Secrets Injector uses the Secrets Store API to authenticate service accounts. The default endpoint is `auth/kubernetes`. If your application requires a different authentication path, set the `secrets.stackland.yandex.cloud/auth-path` annotation in the pod template.

## Configuration {#configuration}

Here is an example:

```yaml
apiVersion: stackland.yandex.cloud/v1alpha1
kind: SecretsStoreConfig
metadata:
  name: main # This is a required field you must set to `main`
spec:
  enabled: true
  settings:
    stacklandSecretsInjector: # Secrets Injector settings
      authPath: kubernetes
      enabled: true
      resources:
        limits:
          cpu: 100m
          memory: 128Mi
        requests:
          cpu: 50m
          memory: 64Mi
      secretsAddr: ''
      skipTLSVerify: false
      webhookTimeout: 30
    server: # OpenBao pod settings
      dataStorage:
        size: 2Gi
        storageClass: stackland-other
      enabled: true
      ingress:
        clusterIssuer: stackland-default
        enabled: false
      resources:
        limits:
          cpu: 500m
          memory: 512Mi
        requests:
          cpu: 100m
          memory: 256Mi
      updateStrategyType: RollingUpdate
    ui:
      enabled: true # Whether to use the OpenBao interface
```

### Secrets Injector settings {#secrets-injector-settings}

```yaml
stacklandSecretsInjector:
  authPath: kubernetes
  enabled: true
  resources:
    limits:
      cpu: 100m
      memory: 128Mi
    requests:
      cpu: 50m
      memory: 64Mi
  secretsAddr: ''
  skipTLSVerify: false
  webhookTimeout: 30
```

* `authPath`: Specifies the Kubernetes auth backend path the component configures in Secrets Store. The default value is `kubernetes`, which corresponds to the `auth/kubernetes` API endpoint. For applications that use a different authentication path, specify the same path in the `secrets.stackland.yandex.cloud/auth-path` annotation.
* `enabled`: Enables the use of Secrets Injector.
* `resources`: Reserved parameter for configuring Secrets Injector pod resources (CPU and memory). The current version uses the default values.
* `secretsAddr`: Specifies the HTTPS address of the Secrets Store API.
* `skipTLSVerify`: Reserved parameter. To disable TLS certificate verification for a specific application, use `secrets.stackland.yandex.cloud/skip-tls-verify: "true"`.
* `webhookTimeout`: Determines the time to wait for a response from Secrets Injector.
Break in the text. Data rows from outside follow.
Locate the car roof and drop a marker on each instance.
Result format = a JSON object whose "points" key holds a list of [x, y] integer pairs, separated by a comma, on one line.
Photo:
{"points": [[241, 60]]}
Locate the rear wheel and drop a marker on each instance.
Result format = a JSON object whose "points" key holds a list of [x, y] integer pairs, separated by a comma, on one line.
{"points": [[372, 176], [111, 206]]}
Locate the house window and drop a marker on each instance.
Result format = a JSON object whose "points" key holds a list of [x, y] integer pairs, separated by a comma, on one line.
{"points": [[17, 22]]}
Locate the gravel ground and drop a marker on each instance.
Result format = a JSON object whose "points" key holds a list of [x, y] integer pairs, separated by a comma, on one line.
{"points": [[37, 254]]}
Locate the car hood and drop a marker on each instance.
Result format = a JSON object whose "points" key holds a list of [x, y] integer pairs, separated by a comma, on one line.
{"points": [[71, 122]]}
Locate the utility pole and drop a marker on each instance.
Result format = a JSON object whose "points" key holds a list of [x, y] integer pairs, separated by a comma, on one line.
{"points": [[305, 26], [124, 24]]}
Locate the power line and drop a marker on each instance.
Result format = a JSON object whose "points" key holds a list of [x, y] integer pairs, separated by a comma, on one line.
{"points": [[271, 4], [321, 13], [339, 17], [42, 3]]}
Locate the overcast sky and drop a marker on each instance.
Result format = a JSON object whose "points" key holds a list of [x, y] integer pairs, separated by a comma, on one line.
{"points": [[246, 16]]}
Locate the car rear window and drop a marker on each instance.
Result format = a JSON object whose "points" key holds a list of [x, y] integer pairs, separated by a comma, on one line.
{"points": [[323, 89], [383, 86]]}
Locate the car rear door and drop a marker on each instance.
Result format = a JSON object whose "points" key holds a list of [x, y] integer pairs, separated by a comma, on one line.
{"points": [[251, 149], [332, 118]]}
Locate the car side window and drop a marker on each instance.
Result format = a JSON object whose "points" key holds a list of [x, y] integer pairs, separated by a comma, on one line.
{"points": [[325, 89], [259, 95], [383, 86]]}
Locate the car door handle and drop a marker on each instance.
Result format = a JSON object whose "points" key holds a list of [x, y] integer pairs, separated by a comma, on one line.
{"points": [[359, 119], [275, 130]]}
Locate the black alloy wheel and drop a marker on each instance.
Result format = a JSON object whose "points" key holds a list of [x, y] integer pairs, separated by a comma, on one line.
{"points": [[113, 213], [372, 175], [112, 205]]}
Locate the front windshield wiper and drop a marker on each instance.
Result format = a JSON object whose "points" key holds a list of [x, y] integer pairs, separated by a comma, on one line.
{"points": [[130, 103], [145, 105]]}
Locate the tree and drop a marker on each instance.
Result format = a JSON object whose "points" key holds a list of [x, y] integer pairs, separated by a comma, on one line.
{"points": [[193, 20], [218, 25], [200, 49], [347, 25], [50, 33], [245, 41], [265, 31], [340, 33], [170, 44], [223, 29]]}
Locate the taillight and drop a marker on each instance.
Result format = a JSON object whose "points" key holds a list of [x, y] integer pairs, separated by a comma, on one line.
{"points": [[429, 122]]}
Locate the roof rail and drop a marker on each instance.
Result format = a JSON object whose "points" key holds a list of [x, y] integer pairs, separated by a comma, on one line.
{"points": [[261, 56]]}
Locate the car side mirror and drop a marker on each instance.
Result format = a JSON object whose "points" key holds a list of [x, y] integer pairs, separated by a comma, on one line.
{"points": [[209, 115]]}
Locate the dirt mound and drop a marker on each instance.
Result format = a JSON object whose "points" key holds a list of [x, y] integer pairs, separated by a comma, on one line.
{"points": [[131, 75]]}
### Secrets Store pod settings {#server}

```yaml
server:
  dataStorage:
    size: 2Gi
    storageClass: stackland-other
  enabled: true
  ingress:
    clusterIssuer: stackland-default
    enabled: false
  resources:
    limits:
      cpu: 500m
      memory: 512Mi
    requests:
      cpu: 100m
      memory: 256Mi
  updateStrategyType: RollingUpdate
```

* `dataStorage`: Sets advanced settings for the storage.
* `enabled`: Enables the use of a pod.
* `ingress`: Specifies the settings of the Ingress object.
* `resources`: Limits resources (CPU and memory) for the pod.
* `updateStrategyType`: Determines the type of update.

### Using the interface {#ui}

```yaml
ui:
  enabled: true
```

* `enabled`: Enables the Secrets Store interface in OpenBao. To allow external access to the interface, enable `server.ingress.enabled` as well.